Hoje, 375 pessoas dedicam-se diretamente ao tema nas -áreas de sustentabilidade, suprimentos, inovação e produção industrial, sobretudo na gerência de relacionamento e abastecimento da sociobiodiversidade, constituída especialmente para isso em 2012. A partir de uma pequena rede de quatro comunidades, a Natura ampliou seu alcance para 28 municípios — um total de 2.841 famílias e mais de 8.000 pessoas nos estados de Amazonas, Amapá, Rondônia, Pará e Maranhão (veja quadro ao lado). Boa parte da matéria-prima é processada no Ecoparque, área de 173 hectares construída em 2014 às margens da rodovia PA-391, no município de Benevides, para funcionar como um condomínio de empresas que, em simbiose, poderão aproveitar resíduos industriais entre si, num ciclo fechado.

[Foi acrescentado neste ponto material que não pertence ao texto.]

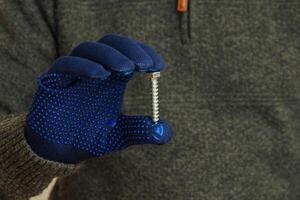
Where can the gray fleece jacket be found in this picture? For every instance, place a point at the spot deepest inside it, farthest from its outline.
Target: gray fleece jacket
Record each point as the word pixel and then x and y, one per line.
pixel 231 91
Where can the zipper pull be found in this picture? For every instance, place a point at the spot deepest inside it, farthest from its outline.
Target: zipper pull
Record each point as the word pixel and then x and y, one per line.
pixel 182 5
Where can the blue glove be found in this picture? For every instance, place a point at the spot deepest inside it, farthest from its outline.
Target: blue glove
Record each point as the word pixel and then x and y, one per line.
pixel 76 111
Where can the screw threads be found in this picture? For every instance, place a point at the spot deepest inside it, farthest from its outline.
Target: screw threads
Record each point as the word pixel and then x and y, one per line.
pixel 155 99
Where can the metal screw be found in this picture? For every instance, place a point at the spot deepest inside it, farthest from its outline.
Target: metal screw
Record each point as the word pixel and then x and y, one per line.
pixel 155 100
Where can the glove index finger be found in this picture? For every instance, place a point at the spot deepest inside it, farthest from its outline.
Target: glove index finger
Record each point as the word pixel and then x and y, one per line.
pixel 80 67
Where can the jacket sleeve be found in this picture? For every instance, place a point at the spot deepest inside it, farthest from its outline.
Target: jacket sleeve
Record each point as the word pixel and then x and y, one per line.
pixel 28 46
pixel 22 173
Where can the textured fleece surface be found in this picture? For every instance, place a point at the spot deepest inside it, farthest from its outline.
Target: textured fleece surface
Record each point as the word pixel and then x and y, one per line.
pixel 231 92
pixel 23 173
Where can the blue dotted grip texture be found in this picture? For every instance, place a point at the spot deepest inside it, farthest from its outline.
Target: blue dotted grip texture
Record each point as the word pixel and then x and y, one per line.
pixel 76 112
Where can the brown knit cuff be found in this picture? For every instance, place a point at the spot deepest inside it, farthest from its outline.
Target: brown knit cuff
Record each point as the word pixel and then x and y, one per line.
pixel 23 173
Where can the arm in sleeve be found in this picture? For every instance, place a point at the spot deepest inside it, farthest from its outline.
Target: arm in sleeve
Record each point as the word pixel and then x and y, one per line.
pixel 23 174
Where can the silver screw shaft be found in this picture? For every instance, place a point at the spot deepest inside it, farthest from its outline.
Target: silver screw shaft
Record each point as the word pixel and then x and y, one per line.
pixel 155 99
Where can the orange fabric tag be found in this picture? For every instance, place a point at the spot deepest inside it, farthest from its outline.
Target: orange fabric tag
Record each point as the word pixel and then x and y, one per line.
pixel 182 5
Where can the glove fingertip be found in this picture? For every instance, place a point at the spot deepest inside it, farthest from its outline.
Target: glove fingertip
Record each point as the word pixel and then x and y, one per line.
pixel 161 133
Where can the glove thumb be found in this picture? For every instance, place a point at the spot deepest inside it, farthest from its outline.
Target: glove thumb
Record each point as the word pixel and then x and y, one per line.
pixel 142 130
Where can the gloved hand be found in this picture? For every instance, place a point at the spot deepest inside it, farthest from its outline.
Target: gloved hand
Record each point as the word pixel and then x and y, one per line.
pixel 76 111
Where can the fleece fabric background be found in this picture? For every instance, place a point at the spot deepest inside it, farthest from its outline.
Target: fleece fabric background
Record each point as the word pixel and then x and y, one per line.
pixel 231 92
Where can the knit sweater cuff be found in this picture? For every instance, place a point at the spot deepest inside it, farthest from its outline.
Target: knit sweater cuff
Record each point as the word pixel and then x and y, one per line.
pixel 23 173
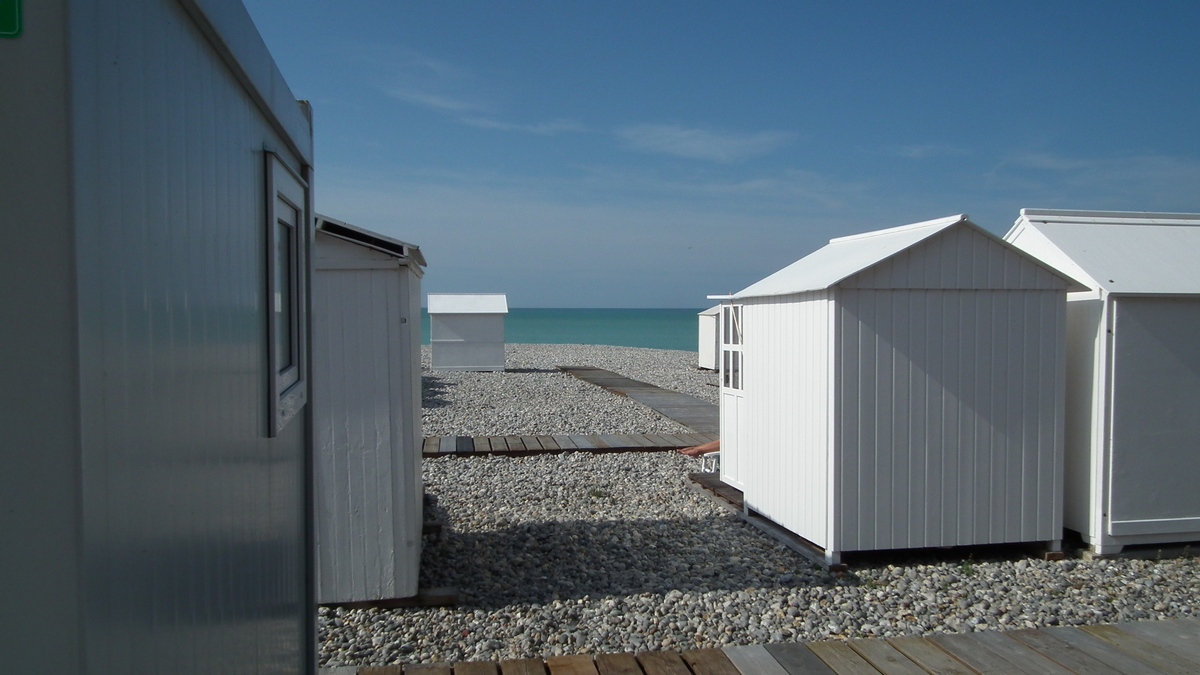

Até agora, apenas a Natura e a alemã Symrise, fabricante de fragrâncias, estão instaladas, ainda que a região seja fornecedora de 25 empresas que processam ingredientes naturais. Nos últimos três anos, a Natura transferiu para Benevides 80% de sua produção de sabonetes e 98% da mão de obra empregada é local. “Desfizemos a ideia de que a floresta é apenas fonte de recursos e de que a riqueza deve ser processada fora dela”, diz Luciana Villa Nova, gerente de sustentabilidade da Natura. Hoje, 20% de todos os insumos comprados pela Natura vêm da Amazônia. A meta é chegar a 2020 com uma fatia de 30% a partir da produção de 10 000 famílias. “A Natura não vai mudar a economia da Amazônia sozinha, mas está mostrando um caminho”, afirma Carlos Nobre, climatologista e conselheiro independente da Natura para a região.